I opened another set of boxes today. One seems almost exclusively filled with small cement cats. As well there was an illuminated medieval letters colouring book from when I was four, a purple glass pyramid, and a dinosaur tooth. At the bottom, under the cats, I found a pocket size journal filled with someone else’s handwriting. None of these items are likely to be particularly odd on their own but taken as a whole, they’re making me laugh at myself. There were letters in another box, to myself from when I was in grade ten. “Are you even there to read this?” This is getting to be too interesting. I’m stalling trying to read all the papers I’m finding. At this rate I’m never going to get to inspecting the plastic champagne flute full of rare earth magnets and pieces of twisted silver solder or the instruction pamphlet for the pyramid, let alone drag another box into the room from under the livingroom table.
The second box I chose was entirely filled with fragiles secured in plastic bubble wrap.

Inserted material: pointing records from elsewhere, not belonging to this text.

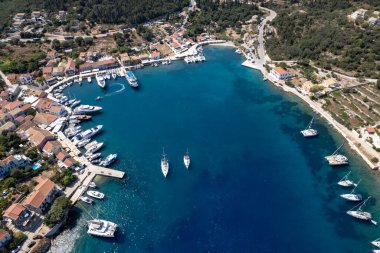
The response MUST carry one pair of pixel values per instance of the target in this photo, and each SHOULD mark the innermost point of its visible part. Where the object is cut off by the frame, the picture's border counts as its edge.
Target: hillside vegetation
(320, 31)
(101, 11)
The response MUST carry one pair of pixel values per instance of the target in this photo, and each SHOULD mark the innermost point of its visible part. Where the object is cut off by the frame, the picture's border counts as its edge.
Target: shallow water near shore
(254, 185)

One bulky parcel unwrapped to reveal a clear glass christmas jar with a decorated tree enameled on. Inside it was half full of marbles and half full of ribbons with a few amethysts I’d carved with runes filled in with gold tossed in for safe keeping. It brought to mind Sunday, when Matthew had told me stories to keep me awake to combat my possible concussion. I looked at him through dangerously drowsy eyes and asked him to tell me about his childhood, tell me something I didn’t know. He replied by he recounting his most epic battle of marbles. It ended in a three way defeat, all contestants with bruised and broken fingers. He promised to teach me how to play. When he came over this evening, I had already hidden the jar aside behind a musical wind up clock and underneath a silk scarf patterned with the heavens that I found in the graveyard when I was fifteen. Other people had arrived and were arriving, filling up the livingroom in preparation for movies, but I took him into my room and closed the door. “Sit on the bed, darling, close your eyes and cup both of your hands in front of you. No, wait, we should put something in your lap to catch anything that falls.” He said I was making him nervous and I replied by telling him to leave enough room for me to sit with him as I draped a black skirt over his lap. “Close your eyes, no peeking.” I can’t imagine what the glass jar behind my back might have sounded like. Something clattering and hollow sharp. When the cold globules of glass began to rattle from the jar, pouring into his hands, I told him to open his eyes. It was a look of wonder. “These are oilies,” he exclaimed, and began joyfully rattling off the names of the different sorts that I had spilled into his hands to overflowing. Galaxies and speckles, cat’s eyes and champagne.
They were forgotten on my bedside table, wrapped in pale grey silk, but I know I made him happy.